Kenneth W. Mack, Professor of Law at Harvard Law School:
Title II was preceded by the sit-in movement of the early 1960s, which caused many Americans of egalitarian racial beliefs to sympathize with the point of view that got Rand Paul into so much trouble. During the sit-ins, young people entered restaurants and other public accommodations, and refused to leave when they were denied service, causing the proprietors to invoke apparently race-neutral trespass laws (rather than segregation statutes) to eject them. The sit-in protesters claimed that to refuse them service in an institution otherwise open to the public was a denial of their basic humanity as American citizens. The proprietors took the position that Paul seemed to endorse, that their basic rights as property owners allowed them to refuse service to anyone they pleased. Which side was correct? Predictably, white racists sympathized with the proprietors, but others did as well.

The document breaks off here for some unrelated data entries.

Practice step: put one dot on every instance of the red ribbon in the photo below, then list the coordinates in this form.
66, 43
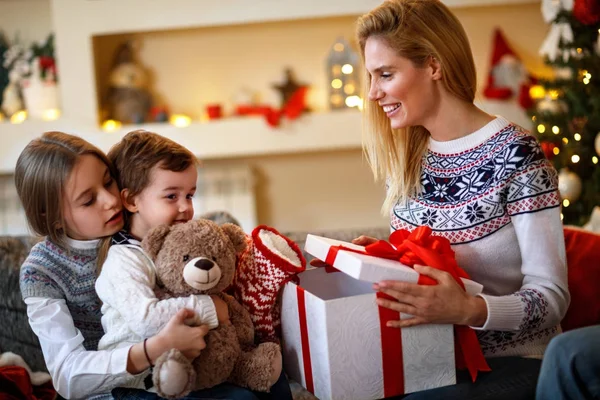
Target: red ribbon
423, 248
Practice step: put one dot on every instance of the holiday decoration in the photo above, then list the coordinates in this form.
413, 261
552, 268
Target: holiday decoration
569, 185
343, 76
507, 73
567, 117
128, 99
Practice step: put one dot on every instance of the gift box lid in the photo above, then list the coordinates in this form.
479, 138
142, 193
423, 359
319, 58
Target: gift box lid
369, 268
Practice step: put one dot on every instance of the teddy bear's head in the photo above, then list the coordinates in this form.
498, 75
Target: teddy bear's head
198, 256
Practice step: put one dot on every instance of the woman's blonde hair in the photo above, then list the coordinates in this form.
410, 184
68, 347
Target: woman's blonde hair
41, 174
417, 30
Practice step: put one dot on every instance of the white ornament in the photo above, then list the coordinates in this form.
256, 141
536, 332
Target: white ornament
551, 8
569, 185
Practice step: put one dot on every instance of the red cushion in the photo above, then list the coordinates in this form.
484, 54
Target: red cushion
583, 262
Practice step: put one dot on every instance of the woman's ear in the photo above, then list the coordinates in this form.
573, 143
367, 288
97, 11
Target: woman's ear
436, 68
128, 201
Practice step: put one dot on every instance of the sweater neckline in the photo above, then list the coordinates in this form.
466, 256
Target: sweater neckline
471, 140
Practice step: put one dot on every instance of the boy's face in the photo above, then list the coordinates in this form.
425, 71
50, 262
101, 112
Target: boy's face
167, 200
92, 205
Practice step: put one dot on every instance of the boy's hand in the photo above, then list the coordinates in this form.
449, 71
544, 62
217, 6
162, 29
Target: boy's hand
221, 308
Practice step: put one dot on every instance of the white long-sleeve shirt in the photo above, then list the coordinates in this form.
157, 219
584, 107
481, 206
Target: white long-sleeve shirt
131, 311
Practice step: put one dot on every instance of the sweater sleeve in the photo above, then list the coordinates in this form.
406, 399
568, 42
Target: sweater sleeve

Attorney General Robert Kennedy himself cautioned that an overbroad public accommodations bill would make “a private business” into “an instrument of the State.”
Stop me if this sounds familiar, Canadian free speechers:
By 1964, many supporters of Title II simply felt that it was the right thing to do, as did most Americans. At that moment, to speculate about the constitutionality of the bill would simply bolster the cause of those who would employ any argument—good or bad—to block it.